Power cuts back to haunt major cities in Andhra Pradesh

Power cuts for upto an hour to be imposed in V’wada, Tirupati and Vizag due to reduced power generation in thermal, hydel and gas-based plants

Published: 05th September 2013 11:44 AM  |   Last Updated: 05th September 2013 11:44 AM   |  A+A-

Power cuts are back to haunt the state due to shortage of 10 million units (MU) of power everyday. Following directions from the state government, the distribution companies have started imposing power cuts ranging from an hour in major cities to four-five hours in rural areas with effect from September 1.

Currently, the distribution companies have decided to impose power cut for an hour in major cities like Visakhapatnam, Vijayawada and Tirupati. Load shedding of about one-two hours will be imposed in the district and mandal headquarters, while power cuts are being imposed up to four hours in villages.

“The situation is unlikely to improve immediately as the power generation has decreased in thermal, hydel and gas-based plants over the last couple of weeks,” said an official in the Andhra Pradesh Eastern Distribution Company Limited (APEPDCL).

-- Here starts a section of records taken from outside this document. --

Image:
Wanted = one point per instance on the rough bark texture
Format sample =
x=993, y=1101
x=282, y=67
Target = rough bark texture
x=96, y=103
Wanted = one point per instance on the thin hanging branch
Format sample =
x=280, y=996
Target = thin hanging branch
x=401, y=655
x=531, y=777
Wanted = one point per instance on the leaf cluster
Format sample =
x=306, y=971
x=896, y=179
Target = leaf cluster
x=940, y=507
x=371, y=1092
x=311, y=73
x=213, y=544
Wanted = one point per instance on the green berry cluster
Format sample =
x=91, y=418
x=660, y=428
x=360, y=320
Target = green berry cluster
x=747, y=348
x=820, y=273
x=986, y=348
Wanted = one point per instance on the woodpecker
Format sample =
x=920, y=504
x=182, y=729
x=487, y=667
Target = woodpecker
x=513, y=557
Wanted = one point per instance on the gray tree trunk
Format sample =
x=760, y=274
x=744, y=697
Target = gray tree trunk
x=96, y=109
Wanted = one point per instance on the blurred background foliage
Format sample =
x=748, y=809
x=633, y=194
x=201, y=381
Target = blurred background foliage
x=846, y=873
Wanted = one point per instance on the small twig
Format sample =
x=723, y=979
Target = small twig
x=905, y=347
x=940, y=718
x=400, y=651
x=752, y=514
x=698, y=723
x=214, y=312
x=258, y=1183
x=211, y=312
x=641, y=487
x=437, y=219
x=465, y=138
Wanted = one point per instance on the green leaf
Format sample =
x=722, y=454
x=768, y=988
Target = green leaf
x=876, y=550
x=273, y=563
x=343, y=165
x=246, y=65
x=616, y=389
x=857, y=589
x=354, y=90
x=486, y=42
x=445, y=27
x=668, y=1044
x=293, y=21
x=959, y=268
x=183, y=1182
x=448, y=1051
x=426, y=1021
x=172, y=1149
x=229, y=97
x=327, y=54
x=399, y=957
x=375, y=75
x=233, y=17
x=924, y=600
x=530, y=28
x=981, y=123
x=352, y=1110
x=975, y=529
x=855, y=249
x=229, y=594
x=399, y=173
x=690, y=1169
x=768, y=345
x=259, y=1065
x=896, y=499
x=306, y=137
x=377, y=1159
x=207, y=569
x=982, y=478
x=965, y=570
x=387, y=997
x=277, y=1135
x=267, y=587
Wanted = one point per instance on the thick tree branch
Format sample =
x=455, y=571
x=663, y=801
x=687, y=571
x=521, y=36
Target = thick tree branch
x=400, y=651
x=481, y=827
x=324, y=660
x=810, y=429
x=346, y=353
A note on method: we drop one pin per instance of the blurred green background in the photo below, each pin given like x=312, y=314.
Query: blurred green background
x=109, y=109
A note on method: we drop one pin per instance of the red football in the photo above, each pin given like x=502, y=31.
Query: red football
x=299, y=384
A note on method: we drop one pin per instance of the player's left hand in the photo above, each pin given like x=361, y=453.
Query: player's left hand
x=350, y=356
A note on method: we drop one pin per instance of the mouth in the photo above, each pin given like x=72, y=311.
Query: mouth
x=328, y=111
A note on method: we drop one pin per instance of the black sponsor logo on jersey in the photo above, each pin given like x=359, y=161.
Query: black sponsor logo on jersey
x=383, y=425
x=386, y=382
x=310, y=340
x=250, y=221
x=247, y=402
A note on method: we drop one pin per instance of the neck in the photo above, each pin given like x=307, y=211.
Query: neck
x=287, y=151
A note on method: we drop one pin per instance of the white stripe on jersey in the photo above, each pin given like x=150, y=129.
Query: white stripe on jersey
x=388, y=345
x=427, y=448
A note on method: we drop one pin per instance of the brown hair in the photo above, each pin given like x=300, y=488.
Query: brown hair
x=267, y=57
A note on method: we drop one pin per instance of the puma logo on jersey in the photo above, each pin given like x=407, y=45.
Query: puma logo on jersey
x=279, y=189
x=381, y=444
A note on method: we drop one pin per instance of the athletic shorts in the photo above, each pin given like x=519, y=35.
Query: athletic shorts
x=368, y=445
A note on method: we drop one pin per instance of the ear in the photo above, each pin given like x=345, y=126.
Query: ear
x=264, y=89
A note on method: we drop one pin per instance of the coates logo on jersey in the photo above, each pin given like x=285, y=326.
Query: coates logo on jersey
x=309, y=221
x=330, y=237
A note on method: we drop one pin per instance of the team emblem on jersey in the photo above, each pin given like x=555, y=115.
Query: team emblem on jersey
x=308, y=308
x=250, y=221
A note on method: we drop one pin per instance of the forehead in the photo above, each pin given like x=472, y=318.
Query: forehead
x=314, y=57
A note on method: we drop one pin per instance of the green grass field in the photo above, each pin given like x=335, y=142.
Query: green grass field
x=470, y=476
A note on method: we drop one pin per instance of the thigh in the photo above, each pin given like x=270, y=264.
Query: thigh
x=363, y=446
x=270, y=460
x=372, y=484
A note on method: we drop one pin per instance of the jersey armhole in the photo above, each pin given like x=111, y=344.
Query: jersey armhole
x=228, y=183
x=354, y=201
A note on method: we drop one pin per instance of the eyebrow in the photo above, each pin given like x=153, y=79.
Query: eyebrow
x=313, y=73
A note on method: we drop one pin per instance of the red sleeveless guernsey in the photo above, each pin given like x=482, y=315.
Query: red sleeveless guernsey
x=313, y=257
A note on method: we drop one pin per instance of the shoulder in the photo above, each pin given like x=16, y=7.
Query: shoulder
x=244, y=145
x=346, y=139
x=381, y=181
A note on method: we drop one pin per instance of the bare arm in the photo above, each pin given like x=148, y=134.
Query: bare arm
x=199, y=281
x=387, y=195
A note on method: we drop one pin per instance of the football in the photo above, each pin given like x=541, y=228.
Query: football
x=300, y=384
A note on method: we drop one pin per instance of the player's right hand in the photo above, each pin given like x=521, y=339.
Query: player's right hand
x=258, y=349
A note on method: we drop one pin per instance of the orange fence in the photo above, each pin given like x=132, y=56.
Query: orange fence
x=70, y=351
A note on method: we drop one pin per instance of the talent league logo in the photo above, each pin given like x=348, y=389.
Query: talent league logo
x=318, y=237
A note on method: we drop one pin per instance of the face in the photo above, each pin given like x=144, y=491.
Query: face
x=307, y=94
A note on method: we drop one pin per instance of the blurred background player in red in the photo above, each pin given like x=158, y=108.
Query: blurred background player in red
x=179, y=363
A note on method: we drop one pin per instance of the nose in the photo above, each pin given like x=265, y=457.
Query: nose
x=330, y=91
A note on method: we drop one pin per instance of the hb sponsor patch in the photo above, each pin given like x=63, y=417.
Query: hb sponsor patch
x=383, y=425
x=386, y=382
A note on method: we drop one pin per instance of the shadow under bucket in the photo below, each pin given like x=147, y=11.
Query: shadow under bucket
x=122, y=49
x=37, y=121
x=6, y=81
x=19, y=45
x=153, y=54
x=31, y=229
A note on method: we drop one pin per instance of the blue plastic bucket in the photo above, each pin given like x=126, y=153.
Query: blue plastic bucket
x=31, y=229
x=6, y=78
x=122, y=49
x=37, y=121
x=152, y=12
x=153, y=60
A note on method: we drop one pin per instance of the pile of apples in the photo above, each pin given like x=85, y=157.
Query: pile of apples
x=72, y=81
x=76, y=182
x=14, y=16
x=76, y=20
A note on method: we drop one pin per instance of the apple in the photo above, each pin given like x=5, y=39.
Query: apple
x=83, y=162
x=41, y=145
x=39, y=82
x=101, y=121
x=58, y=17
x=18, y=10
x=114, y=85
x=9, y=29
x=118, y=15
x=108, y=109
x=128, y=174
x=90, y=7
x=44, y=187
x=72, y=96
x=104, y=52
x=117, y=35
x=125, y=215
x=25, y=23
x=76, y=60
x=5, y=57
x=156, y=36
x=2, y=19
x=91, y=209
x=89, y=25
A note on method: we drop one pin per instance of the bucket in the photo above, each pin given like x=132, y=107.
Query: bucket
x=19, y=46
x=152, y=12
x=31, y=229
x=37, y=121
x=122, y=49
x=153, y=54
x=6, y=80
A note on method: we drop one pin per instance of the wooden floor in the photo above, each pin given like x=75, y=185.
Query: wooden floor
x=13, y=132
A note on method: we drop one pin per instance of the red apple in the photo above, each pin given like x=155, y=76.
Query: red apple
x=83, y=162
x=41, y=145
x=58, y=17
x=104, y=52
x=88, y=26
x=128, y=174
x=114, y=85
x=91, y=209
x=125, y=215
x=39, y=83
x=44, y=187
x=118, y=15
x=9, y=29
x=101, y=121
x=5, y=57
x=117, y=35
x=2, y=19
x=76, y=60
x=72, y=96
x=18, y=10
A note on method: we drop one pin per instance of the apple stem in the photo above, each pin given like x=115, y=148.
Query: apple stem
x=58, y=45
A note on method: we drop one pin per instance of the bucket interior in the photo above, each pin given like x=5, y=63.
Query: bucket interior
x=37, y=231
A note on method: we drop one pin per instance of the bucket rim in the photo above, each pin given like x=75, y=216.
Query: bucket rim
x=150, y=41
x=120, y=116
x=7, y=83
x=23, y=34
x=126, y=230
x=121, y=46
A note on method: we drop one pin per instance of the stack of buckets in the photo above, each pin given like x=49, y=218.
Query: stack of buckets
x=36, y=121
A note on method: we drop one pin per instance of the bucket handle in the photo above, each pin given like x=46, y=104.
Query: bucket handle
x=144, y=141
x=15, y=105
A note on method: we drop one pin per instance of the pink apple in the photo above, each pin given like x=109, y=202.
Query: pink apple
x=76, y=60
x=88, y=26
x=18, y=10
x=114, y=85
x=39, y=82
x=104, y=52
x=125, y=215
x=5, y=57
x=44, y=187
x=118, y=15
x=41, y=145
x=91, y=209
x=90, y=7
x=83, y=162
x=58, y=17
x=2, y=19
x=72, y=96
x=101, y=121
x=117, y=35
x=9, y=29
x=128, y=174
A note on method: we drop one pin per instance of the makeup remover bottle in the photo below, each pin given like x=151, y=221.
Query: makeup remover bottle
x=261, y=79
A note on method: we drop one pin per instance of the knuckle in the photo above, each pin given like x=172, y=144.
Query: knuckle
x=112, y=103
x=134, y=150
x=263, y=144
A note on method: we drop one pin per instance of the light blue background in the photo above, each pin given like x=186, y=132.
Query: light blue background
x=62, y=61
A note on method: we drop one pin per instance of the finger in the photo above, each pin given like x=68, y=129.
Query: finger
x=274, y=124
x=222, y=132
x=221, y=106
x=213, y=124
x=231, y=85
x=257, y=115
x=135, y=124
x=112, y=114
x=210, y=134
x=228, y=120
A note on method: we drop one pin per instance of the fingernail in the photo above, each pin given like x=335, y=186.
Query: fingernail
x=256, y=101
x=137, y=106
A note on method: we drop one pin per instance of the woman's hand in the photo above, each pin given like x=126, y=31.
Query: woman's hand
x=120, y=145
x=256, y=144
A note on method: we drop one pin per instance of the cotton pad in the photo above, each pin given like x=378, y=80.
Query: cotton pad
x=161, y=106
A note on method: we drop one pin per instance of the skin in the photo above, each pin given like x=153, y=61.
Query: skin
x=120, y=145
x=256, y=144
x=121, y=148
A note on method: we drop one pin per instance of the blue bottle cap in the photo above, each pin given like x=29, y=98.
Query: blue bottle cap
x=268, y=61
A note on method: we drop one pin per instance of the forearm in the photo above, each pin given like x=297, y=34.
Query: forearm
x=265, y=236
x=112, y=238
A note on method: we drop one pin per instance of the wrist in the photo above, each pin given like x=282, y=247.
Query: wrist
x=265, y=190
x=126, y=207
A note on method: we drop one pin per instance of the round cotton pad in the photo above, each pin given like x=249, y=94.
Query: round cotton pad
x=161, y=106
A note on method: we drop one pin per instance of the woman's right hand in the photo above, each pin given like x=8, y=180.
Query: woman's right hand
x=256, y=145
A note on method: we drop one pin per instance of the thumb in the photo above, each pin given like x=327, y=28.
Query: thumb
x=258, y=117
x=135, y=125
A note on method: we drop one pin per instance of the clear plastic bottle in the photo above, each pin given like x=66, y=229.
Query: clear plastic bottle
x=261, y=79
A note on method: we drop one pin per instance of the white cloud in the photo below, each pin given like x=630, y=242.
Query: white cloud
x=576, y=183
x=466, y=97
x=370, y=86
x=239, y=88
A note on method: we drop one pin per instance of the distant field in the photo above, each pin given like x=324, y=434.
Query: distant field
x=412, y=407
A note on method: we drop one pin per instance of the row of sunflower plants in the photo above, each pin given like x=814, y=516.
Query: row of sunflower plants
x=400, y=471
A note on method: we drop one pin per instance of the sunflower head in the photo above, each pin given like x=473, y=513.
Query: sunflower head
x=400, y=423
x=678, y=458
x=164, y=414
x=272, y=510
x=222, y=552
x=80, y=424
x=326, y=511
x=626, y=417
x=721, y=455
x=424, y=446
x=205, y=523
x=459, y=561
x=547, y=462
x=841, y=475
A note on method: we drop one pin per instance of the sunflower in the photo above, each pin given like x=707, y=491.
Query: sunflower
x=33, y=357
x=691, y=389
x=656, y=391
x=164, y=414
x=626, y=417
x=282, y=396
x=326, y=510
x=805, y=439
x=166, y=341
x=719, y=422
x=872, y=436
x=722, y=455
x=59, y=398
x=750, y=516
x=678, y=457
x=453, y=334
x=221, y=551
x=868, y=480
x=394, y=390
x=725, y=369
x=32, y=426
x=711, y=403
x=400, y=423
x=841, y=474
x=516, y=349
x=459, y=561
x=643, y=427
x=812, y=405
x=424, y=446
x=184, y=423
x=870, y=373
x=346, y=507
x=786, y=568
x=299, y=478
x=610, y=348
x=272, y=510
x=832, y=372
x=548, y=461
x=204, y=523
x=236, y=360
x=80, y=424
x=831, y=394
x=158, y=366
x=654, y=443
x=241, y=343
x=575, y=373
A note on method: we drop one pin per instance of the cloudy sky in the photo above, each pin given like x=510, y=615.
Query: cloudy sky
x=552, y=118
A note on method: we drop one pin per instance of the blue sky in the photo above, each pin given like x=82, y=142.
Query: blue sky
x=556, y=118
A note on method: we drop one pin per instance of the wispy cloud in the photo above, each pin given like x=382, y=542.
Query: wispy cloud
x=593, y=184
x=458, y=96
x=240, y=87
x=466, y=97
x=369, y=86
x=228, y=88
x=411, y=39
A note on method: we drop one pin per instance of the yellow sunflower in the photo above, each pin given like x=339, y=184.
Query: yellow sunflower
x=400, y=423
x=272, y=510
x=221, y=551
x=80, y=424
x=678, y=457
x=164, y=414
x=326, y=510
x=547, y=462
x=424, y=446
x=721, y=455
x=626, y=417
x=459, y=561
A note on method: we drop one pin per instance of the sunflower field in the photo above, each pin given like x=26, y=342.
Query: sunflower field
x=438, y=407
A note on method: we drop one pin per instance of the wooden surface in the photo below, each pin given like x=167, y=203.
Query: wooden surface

Hydel power generation has decreased considerably over the the last few weeks due to  inadequate inflows. Despite copious rains during the initial monsoon season and all the reservoirs brimming to their full capacity, the hydel power generation decreased from 57 MU on August 28 to 31 MU on September 3.

Adding to this, there is a loss of about 500 MW from thermal power plants due to shortage and poor quality of coal.  An additional 750 MW power generation in thermal plants has been affected due to maintenance works and other technical problems. Due to stoppage of the gas from KG D6 field, there is reduction in generation of 15 MU a day, decreasing the overall availability of power.

Over the last few years, the demand for power has increased at the rate of seven to eight per cent per annum. Compared to last year, it has further increased by 10 MU this year alone. But the capacity addition in the state has not been substantial, increasing by roughly 400 MW to 500 MW a year. The current power demand in the state hovers around 260 MU a day.

The deficit has come down from 110 MU during peak months to around 10 MU a day, but load-shedding in rural areas has been continuing.